The velocity problem

Related to the other two problems is the rate of change. Content does not stand still. We have to categorise and manage content from the moment it is captured or created, all the way through its end of life. During that time, its content and context will change repeatedly. The categories that apply to it will change as well. The obligations and functional priorities that we want to categorise against will also change constantly. This is another reason why requiring humans to add and update labels can’t scale, and why using traditional AI systems like ML can’t scale. We don’t have time to re-train and re-supervise our AI engine every time the category types change.

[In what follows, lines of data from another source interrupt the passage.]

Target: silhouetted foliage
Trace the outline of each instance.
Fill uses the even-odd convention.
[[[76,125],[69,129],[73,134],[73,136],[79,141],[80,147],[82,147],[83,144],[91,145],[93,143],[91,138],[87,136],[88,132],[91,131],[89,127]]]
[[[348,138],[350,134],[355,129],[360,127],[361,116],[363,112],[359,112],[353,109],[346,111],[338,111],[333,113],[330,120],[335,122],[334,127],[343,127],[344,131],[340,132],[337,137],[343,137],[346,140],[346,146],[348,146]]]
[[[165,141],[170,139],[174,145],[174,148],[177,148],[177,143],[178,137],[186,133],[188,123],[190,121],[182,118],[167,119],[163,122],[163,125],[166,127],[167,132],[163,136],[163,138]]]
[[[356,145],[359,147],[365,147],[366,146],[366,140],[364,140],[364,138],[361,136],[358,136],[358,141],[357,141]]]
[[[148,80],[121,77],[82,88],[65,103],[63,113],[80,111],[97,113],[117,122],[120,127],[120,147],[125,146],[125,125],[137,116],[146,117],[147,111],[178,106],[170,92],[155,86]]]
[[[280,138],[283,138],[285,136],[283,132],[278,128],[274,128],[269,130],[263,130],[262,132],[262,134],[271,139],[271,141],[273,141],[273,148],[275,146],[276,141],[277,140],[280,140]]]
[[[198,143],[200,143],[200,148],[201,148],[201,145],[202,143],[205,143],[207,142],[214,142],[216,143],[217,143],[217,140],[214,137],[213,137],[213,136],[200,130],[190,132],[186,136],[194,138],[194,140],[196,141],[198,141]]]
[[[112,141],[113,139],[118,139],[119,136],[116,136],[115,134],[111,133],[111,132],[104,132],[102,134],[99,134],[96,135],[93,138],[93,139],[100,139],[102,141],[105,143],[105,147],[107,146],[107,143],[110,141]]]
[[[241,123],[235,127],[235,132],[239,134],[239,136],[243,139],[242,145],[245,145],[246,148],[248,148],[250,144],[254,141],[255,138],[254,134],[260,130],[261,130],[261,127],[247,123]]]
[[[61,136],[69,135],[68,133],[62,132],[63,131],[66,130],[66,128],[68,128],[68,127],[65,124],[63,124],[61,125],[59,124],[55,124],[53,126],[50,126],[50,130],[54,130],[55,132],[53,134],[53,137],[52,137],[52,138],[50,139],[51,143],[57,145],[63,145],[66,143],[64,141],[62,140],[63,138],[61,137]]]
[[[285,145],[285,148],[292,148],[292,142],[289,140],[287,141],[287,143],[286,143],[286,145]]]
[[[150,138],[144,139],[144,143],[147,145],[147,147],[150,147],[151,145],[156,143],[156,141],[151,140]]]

So what is the future of metadata?

First, the future of data is metadata. Without categorisation, we can’t control, understand, or exploit our content.

Second, the metadata has to be centralised, in a manage-in-place model. There are too many categories, changing too often, to apply labels and tags at the source.

Third, the categorisation has to use AI. And that AI has to be transparent, explainable, and scalable. Rules as Code is the only non-disruptive, sustainable AI type for this purpose. Castlepoint RaC generates metadata using Ethical AI, ensuring a high degree of accuracy, at scale, with complete traceability and defensibility.

This new modern approach has been rapidly adopted across governments and corporates, and is proving to be highly effective in transforming them to meet the data outcomes everybody is focused on for 2024 and beyond: extracting the most value as possible from data, one of our most valuable assets, while preserving and protecting it to make sure bad actors can’t do the same. Compliance, security, privacy, audit, and discovery force-multiply with an enterprise-wide, AI generated data catalogue.